🤖 AI Summary
To address scalability challenges in training Mixture-of-Experts (MoE) models—such as DeepSeek-MoE—on non-NVIDIA platforms, including high activation memory overhead, all-to-all communication bottlenecks, and limited cross-platform support, this paper proposes an efficient, cross-platform MoE training framework. Our approach introduces: (1) a token-padding-free sparse scheduling kernel; (2) a redundant bypass dispatch mechanism to eliminate redundant data distribution; and (3) an MoE block design integrating sequence sharding with hybrid parallelism. To our knowledge, this is the first work to achieve scalable, thousand-GPU MoE training on the Frontier supercomputer (AMD GPUs), supporting a 545-billion-parameter model—ten times larger than prior methods—with significantly improved throughput. All code is publicly released.
📝 Abstract
Emerging expert-specialized Mixture-of-Experts (MoE) architectures, such as DeepSeek-MoE, deliver strong model quality through fine-grained expert segmentation and large top-k routing.
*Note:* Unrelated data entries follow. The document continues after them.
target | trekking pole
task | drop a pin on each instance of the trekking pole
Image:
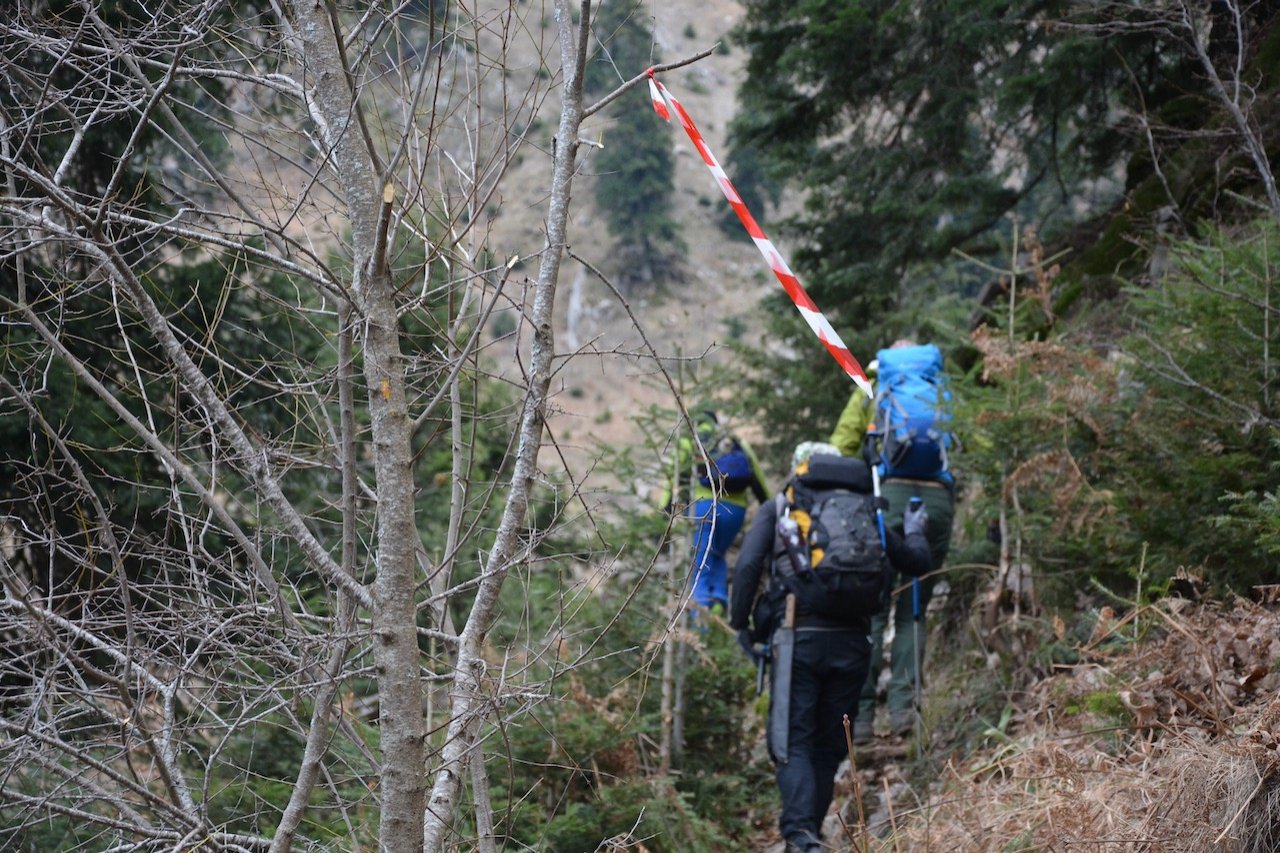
(762, 660)
(871, 451)
(915, 647)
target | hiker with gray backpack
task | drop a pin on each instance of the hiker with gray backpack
(906, 434)
(814, 568)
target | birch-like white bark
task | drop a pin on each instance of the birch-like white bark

However, their scalability is limited by substantial activation memory overhead and costly all-to-all communication. Furthermore, current MoE training systems - primarily optimized for NVIDIA GPUs - perform suboptimally on non-NVIDIA platforms, leaving significant computational potential untapped. In this work, we present X-MoE, a novel MoE training system designed to deliver scalable training performance for next-generation MoE architectures. X-MoE achieves this via several novel techniques, including efficient padding-free MoE training with cross-platform kernels, redundancy-bypassing dispatch, and hybrid parallelism with sequence-sharded MoE blocks. Our evaluation on the Frontier supercomputer, powered by AMD MI250X GPUs, shows that X-MoE scales DeepSeek-style MoEs up to 545 billion parameters across 1024 GPUs - 10x larger than the largest trainable model with existing methods under the same hardware budget, while maintaining high training throughput. The source code of X-MoE is available at https://github.com/Supercomputing-System-AI-Lab/X-MoE.